Mr. Yates claims that on at least 17 of his visits to Auto City 76, he encountered various architectural barriers that prevented him from using the public accommodation.[3] Those barriers included poor or improper signage, lack of a disabled van accessible parking stall, lack of a policy or procedure to assist the disabled in pumping fuel, inaccessible or otherwise inadequate restrooms, and a service counter that was too high for Mr. Yates to easily pay for his fuel or car wash. See, e.g., FAC ¶ ¶ 16-17, 19, 22-24.

Mr. Yates filed suit against Defendants on September 1, 2010. Docket No. 1. Mr. Yates' complaint alleged violations of: (1) the Americans with Disabilities Act (ADA); [4] (2) the California Disabled Persons Act; [5] (3) the Unruh Civil Rights Act; [6] and (4) California Health and Safety Code § 19955, et seq. Id. On September 25, 2013, Mr. Yates filed a Motion for Leave to File A First Amended Complaint. Docket No. 59. Mr. Yates' amended complaint pleaded the same four causes of action as in his original complaint, but added allegations about visits to Auto City 76 that occurred after the filing of his original complaint, and also added allegations about additional access barriers that he allegedly encountered on those later visits. Id. This Court granted Mr. Yates' motion on November 7, 2013. Docket No. 65. Mr. Yates' amended (and operative) complaint was filed on November 12, 2013. Docket No. 66.
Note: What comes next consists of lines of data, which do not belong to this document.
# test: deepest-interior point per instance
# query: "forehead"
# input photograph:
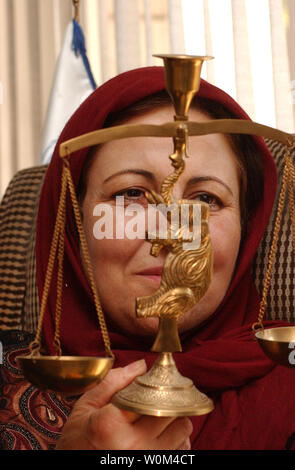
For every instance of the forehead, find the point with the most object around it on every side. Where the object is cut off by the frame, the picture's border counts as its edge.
(209, 154)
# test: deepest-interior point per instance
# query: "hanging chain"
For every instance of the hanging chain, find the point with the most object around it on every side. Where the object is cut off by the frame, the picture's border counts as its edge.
(57, 247)
(85, 254)
(60, 260)
(35, 345)
(288, 181)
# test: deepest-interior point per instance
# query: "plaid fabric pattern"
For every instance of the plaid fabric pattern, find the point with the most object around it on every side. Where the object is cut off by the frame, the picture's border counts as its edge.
(19, 304)
(18, 291)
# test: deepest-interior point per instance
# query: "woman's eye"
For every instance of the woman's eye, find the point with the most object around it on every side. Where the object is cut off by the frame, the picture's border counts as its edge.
(213, 201)
(131, 194)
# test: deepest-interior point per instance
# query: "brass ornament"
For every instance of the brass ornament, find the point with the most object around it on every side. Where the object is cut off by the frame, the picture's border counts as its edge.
(186, 276)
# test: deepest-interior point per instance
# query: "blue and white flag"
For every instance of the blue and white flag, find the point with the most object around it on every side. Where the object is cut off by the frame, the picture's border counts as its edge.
(73, 82)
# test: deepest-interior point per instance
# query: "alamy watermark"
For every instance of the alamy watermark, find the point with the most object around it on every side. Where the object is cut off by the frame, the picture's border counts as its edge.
(291, 356)
(158, 221)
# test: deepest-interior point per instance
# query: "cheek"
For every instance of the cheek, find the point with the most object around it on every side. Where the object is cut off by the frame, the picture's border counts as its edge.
(225, 232)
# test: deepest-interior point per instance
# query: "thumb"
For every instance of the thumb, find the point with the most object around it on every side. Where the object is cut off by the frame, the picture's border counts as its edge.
(115, 380)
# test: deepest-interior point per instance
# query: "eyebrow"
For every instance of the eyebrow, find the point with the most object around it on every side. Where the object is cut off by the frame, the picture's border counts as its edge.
(150, 176)
(136, 171)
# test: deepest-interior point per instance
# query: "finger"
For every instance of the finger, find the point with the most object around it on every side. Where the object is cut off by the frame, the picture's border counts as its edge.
(115, 380)
(176, 433)
(186, 445)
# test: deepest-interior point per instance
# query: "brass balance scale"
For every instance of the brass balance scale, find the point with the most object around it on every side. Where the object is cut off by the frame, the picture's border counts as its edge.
(162, 391)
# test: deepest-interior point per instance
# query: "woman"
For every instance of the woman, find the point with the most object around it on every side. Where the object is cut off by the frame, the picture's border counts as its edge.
(250, 394)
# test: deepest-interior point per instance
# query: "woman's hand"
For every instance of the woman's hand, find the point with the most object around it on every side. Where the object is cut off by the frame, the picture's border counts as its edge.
(96, 424)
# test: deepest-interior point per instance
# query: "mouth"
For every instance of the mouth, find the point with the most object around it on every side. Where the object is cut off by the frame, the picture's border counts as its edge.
(153, 274)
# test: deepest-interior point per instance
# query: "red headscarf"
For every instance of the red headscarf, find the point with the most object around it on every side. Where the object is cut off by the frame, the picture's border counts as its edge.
(221, 356)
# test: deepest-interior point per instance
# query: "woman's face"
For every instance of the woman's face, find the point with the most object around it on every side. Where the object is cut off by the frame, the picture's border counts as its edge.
(124, 268)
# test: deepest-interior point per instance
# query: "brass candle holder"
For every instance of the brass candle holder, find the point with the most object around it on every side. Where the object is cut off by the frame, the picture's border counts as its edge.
(187, 273)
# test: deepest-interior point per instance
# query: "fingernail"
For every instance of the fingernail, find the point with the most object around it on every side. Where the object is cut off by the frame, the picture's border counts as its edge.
(135, 367)
(187, 444)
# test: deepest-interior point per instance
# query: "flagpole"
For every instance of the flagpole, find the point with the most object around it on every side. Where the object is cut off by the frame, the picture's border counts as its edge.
(76, 4)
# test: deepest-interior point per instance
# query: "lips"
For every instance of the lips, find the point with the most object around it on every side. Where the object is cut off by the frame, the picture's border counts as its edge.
(153, 274)
(155, 271)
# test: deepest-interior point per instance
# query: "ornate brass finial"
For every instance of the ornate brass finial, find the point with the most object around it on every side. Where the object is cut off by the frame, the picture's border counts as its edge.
(187, 271)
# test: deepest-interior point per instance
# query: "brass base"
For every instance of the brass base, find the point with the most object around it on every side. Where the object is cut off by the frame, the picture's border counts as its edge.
(163, 391)
(278, 344)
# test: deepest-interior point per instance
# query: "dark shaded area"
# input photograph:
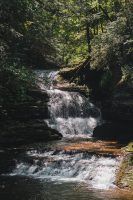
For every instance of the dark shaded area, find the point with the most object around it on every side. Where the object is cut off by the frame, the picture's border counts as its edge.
(118, 130)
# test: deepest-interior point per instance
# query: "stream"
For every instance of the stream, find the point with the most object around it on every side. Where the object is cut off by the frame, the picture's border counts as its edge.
(60, 170)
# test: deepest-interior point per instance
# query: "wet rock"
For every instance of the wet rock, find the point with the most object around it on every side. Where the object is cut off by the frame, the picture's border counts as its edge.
(120, 130)
(124, 178)
(16, 133)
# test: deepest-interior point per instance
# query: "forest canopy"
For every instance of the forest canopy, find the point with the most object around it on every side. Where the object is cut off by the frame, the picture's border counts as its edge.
(42, 33)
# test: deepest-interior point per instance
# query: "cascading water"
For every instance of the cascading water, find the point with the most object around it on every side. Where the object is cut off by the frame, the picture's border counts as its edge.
(73, 115)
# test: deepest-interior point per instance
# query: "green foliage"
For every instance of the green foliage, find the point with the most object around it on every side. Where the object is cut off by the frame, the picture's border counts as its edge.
(15, 81)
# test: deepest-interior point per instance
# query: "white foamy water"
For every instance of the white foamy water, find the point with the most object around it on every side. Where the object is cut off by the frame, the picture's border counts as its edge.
(73, 116)
(97, 172)
(71, 113)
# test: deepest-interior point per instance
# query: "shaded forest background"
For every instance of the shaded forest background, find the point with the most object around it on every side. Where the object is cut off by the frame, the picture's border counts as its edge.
(93, 38)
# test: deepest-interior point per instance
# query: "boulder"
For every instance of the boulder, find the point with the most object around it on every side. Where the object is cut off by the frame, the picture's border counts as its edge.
(120, 130)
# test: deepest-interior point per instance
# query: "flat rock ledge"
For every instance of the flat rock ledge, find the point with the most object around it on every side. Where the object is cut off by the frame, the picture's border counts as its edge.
(18, 133)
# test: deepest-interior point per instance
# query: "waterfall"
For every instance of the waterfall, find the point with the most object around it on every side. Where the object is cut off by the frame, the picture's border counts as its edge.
(70, 112)
(73, 115)
(97, 172)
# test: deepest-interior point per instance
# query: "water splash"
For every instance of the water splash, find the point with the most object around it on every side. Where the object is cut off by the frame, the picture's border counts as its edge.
(97, 172)
(71, 113)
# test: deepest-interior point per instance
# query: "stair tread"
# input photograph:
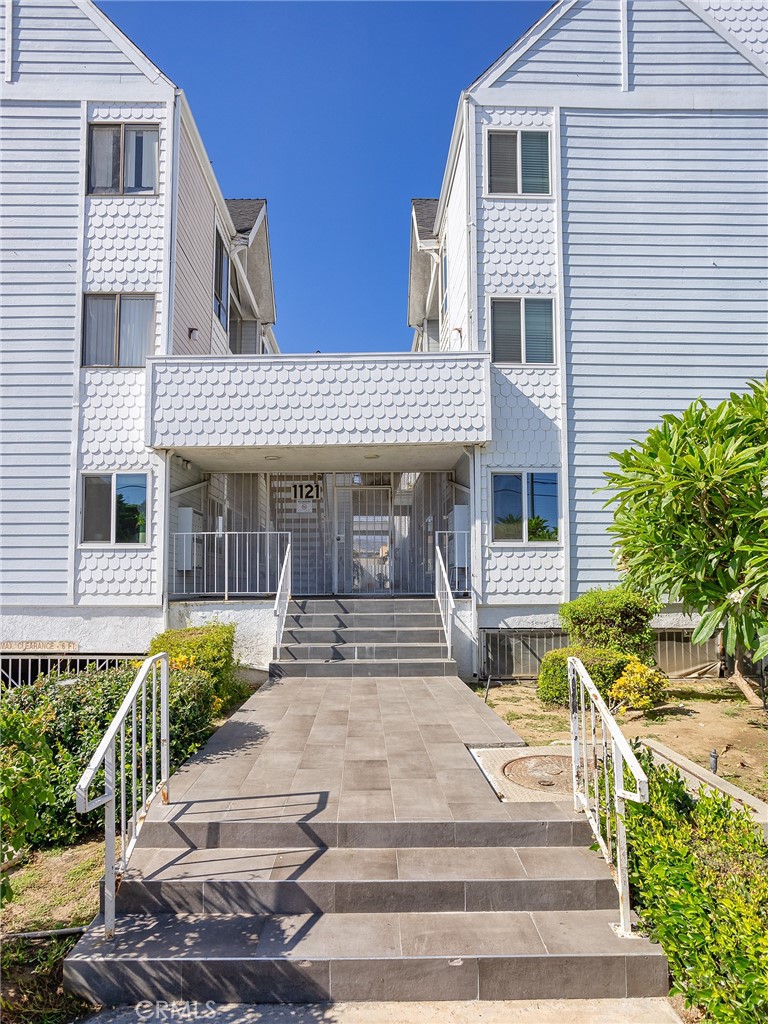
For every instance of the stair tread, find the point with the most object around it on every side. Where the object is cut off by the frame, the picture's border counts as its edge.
(364, 936)
(367, 864)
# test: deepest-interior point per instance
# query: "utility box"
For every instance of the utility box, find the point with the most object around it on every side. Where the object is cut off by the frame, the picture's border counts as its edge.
(188, 548)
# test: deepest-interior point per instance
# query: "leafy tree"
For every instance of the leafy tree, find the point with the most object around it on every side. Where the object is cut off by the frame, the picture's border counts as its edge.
(691, 518)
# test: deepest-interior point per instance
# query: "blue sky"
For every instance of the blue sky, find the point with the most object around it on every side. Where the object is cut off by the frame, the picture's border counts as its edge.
(339, 114)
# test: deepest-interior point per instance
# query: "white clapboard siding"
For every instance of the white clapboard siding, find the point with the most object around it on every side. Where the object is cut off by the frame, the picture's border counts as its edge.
(193, 303)
(456, 240)
(666, 266)
(582, 48)
(54, 37)
(669, 44)
(40, 185)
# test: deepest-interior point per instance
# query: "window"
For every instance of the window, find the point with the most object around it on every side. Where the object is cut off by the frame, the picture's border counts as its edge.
(525, 507)
(122, 160)
(220, 281)
(522, 331)
(118, 330)
(443, 282)
(518, 163)
(115, 508)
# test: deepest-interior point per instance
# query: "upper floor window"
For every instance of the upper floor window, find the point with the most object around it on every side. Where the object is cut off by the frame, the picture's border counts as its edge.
(123, 160)
(221, 281)
(114, 508)
(443, 281)
(518, 163)
(521, 331)
(525, 507)
(118, 330)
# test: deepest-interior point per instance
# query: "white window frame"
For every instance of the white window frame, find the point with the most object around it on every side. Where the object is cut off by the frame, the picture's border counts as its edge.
(524, 542)
(519, 195)
(491, 298)
(122, 125)
(118, 296)
(113, 543)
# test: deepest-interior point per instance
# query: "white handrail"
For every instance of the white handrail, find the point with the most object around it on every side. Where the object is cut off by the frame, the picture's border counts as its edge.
(597, 745)
(146, 780)
(444, 598)
(282, 599)
(226, 562)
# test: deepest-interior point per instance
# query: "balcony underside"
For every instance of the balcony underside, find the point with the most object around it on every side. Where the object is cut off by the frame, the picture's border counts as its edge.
(320, 413)
(332, 458)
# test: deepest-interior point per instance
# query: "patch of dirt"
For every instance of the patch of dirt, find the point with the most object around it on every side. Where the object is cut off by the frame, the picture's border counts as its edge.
(55, 889)
(699, 716)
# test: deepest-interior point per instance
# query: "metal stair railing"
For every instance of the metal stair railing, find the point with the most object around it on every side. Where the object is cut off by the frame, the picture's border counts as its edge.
(602, 760)
(444, 599)
(135, 758)
(283, 598)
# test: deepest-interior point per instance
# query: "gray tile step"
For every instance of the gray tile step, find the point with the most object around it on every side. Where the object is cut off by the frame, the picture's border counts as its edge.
(363, 652)
(371, 605)
(364, 881)
(365, 956)
(365, 620)
(363, 635)
(361, 669)
(534, 824)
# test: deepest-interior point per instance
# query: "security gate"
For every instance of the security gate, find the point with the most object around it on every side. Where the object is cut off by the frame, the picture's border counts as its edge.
(364, 540)
(360, 532)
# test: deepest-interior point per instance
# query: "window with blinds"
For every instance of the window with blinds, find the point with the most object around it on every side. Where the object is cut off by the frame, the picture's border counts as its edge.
(522, 331)
(518, 163)
(123, 160)
(118, 330)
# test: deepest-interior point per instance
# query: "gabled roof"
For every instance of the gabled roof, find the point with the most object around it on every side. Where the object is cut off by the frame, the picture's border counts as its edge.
(424, 213)
(245, 213)
(715, 13)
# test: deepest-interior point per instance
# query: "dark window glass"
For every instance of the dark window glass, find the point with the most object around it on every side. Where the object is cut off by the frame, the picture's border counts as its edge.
(130, 508)
(103, 160)
(220, 281)
(98, 331)
(535, 160)
(506, 339)
(508, 507)
(543, 513)
(97, 508)
(140, 160)
(503, 162)
(539, 333)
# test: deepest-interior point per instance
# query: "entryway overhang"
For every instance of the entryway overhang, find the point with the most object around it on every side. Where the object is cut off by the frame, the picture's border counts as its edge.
(390, 412)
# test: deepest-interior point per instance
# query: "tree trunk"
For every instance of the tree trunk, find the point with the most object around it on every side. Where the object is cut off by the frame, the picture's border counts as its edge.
(738, 679)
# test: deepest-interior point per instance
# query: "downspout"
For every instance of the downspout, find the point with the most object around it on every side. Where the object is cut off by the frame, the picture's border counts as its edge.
(163, 531)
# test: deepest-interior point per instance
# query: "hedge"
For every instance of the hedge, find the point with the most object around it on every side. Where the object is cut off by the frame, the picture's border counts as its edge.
(698, 870)
(210, 648)
(604, 668)
(73, 716)
(617, 619)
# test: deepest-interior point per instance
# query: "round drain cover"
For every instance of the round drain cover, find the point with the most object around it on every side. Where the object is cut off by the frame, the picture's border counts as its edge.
(548, 772)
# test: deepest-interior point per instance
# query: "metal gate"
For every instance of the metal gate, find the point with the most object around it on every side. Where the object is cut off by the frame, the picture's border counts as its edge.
(364, 540)
(364, 532)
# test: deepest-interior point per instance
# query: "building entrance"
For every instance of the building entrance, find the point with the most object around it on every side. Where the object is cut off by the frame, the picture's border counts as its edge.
(361, 532)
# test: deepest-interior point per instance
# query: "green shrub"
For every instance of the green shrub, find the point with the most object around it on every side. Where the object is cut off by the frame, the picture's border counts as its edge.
(639, 686)
(26, 762)
(71, 715)
(604, 668)
(698, 871)
(210, 648)
(617, 619)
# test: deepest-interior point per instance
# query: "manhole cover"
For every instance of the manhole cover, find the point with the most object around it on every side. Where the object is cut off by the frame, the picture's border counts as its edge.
(541, 771)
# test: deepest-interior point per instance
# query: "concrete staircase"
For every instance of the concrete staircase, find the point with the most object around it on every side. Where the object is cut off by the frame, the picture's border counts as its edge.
(397, 913)
(363, 637)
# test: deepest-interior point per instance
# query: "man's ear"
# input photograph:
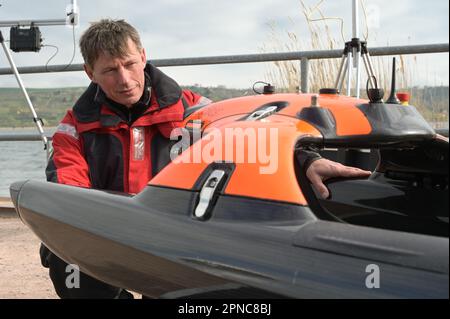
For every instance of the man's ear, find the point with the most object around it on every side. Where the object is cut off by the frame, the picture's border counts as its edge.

On November 18, 2013, the parties alerted the Court that they had settled all of Mr. Yates' claims for equitable or injunctive relief raised in the First Amended Complaint, Docket. No. 67, and the Court agreed to enter the parties' joint stipulation dismissing those claims with prejudice. Docket No. 71. Consequently, only Mr. Yates' claims for statutory damages under California law remain at issue in this litigation.[7] See Antoninetti v. Chipotle Mexican Grill, Inc., 643 F.3d 1165, 1174 (9th Cir. 2010) (" Injunctive relief is the sole remedy available to private parties under the [Americans with] Disabilities Act; it does not authorize a claim for money damages.").

Defendants filed a targeted motion for partial summary judgment on September 14, 2014. Docket No. 86. Specifically, Defendants argue that Mr. Yates' recoverable damages should be limited as a matter of law because Mr. Yates failed to reasonably mitigate his losses where he repeatedly continued to patronize Auto City 76 in spite of his knowledge of numerous barriers to access at that location. Id.